By Roni Livneh and Rony Margalit

Israeli law applies to all domestic workers and is not dependent on their legal status. As such, labor laws apply to migrant workers just as they apply to citizens. For example, migrant workers have the right to earn minimum wage and employers are required to make pension plan payments as provided in the extension order of 2008. However, in an unprecedented manner, the rights expressed in the Rest and Work Hours Law were denied to a group of workers: caregivers, migrant workers from countries that are very poor, who earn a monthly minimum wage salary with no overtime and are made to work 24 hours a day with no break, day off, or vacation.

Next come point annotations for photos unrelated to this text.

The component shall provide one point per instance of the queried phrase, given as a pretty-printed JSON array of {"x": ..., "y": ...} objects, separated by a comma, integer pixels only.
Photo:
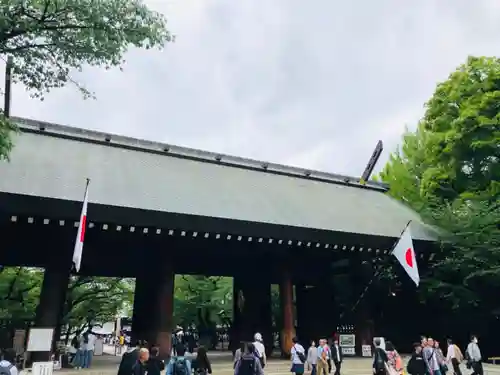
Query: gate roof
[{"x": 53, "y": 161}]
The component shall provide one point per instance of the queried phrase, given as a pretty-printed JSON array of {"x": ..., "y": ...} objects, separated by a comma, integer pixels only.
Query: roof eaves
[{"x": 85, "y": 135}]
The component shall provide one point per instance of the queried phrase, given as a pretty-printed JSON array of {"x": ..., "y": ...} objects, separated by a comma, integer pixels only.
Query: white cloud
[{"x": 314, "y": 84}]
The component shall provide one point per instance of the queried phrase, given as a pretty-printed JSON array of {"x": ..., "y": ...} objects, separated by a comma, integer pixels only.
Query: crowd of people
[
  {"x": 427, "y": 358},
  {"x": 250, "y": 359},
  {"x": 140, "y": 360}
]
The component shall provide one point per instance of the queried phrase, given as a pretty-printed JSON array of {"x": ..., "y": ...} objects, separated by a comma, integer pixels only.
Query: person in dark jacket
[
  {"x": 202, "y": 363},
  {"x": 416, "y": 364},
  {"x": 155, "y": 365},
  {"x": 379, "y": 359},
  {"x": 129, "y": 359},
  {"x": 141, "y": 366}
]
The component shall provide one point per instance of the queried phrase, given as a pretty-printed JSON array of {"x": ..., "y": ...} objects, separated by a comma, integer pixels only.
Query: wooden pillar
[
  {"x": 140, "y": 316},
  {"x": 165, "y": 311},
  {"x": 252, "y": 310},
  {"x": 286, "y": 297},
  {"x": 153, "y": 307}
]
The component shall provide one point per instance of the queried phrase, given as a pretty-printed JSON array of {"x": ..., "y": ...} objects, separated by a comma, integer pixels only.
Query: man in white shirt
[
  {"x": 260, "y": 349},
  {"x": 454, "y": 356},
  {"x": 87, "y": 345}
]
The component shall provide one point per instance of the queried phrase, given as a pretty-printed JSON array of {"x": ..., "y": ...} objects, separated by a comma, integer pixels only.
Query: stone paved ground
[{"x": 222, "y": 365}]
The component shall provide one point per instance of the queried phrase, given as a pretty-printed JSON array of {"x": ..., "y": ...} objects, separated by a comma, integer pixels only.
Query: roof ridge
[{"x": 115, "y": 140}]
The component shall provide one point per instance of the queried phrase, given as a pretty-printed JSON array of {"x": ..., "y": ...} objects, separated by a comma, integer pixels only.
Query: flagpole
[
  {"x": 377, "y": 273},
  {"x": 77, "y": 252}
]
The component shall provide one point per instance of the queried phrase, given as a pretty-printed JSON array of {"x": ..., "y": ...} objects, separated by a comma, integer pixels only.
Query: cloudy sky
[{"x": 308, "y": 83}]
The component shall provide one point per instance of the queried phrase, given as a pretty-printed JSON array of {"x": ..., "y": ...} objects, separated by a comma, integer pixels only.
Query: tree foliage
[
  {"x": 449, "y": 171},
  {"x": 6, "y": 130},
  {"x": 89, "y": 300},
  {"x": 52, "y": 39},
  {"x": 203, "y": 301},
  {"x": 19, "y": 292},
  {"x": 96, "y": 300}
]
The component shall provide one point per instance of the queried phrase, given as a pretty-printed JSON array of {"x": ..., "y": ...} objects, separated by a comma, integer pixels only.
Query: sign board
[
  {"x": 349, "y": 350},
  {"x": 42, "y": 368},
  {"x": 40, "y": 340},
  {"x": 18, "y": 341},
  {"x": 347, "y": 340},
  {"x": 366, "y": 350}
]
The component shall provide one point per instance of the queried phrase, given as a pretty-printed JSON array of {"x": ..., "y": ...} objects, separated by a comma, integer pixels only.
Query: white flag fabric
[
  {"x": 405, "y": 254},
  {"x": 80, "y": 235}
]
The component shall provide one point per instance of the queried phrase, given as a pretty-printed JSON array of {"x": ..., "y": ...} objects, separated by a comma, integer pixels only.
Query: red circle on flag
[{"x": 409, "y": 257}]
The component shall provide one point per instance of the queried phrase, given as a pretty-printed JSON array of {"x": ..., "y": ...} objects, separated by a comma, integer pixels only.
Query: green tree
[
  {"x": 89, "y": 300},
  {"x": 19, "y": 290},
  {"x": 205, "y": 302},
  {"x": 6, "y": 129},
  {"x": 449, "y": 171},
  {"x": 51, "y": 39}
]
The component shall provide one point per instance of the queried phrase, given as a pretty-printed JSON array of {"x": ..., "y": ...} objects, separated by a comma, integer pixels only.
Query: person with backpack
[
  {"x": 140, "y": 367},
  {"x": 7, "y": 364},
  {"x": 379, "y": 359},
  {"x": 260, "y": 349},
  {"x": 416, "y": 364},
  {"x": 248, "y": 364},
  {"x": 203, "y": 366},
  {"x": 154, "y": 365},
  {"x": 129, "y": 358},
  {"x": 298, "y": 357},
  {"x": 179, "y": 364}
]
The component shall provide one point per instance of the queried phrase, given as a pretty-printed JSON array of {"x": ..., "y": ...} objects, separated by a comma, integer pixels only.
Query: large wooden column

The Rest and Work Hours Law establishes the number of hours in a workday, days of rest in the week, payment for overtime and for work on Saturday and holidays. This law applies to all workers in the economy including migrant workers. However, following the High Court decision of March 2013, caregivers were denied their rights to overtime pay and were excluded from the pension law. This means that they can be occupied 24 hours a day with no break, no day off, and work on Saturday and holidays with no right to overtime pay.

Thirty percent of workers do not have a day off during the week which means they work seven days a week for many months at a time. Recently a worker who came to Kav LaOved office said that she was not allowed to leave her place of work for six months. This violation of workers’ rights is now legal in Israel.

Last year a verdict was handed down in the Jerusalem District Court regarding a caregiver imprisoned for two years by her employers in the bathroom in their house. She was not allowed to make contact with the outside world and was given only short food breaks. In an unprecedented conviction the court defined her work conditions as slavery. The verdict pointed to extremely long work hours and denial of vacation.

Excluding a specific group of workers from a law that defines rights and regulations, which result in violation of their rights, is an unusual and abusive act.  The Israeli government made a conscious decision to bring migrant workers to the caregivers market and therefore must take responsibility of the well being and protection of these workers.

One way to deal with the caregivers’ difficult situation is to sign the United Nations International Labor Organization (ILO) Domestic Workers Convention (Convention C189). This convention came into effect in September 2013 and is designed to promote and protect the rights of people who are employed in of all types of domestic work. The convention defines their right to equality before the law, the freedom to choose their employer, and protection from paying extremely high brokerage fees for the right to work in a foreign country.

On Saturday the caregivers of Israel marched for equality and rights. They called on the State of Israel to sign the Domestic Workers Convention. The march began at LevinskyPark in Tel Aviv and ended with a gathering at Habima Square. MK Michal Rozin and representatives of the workers were among the speakers.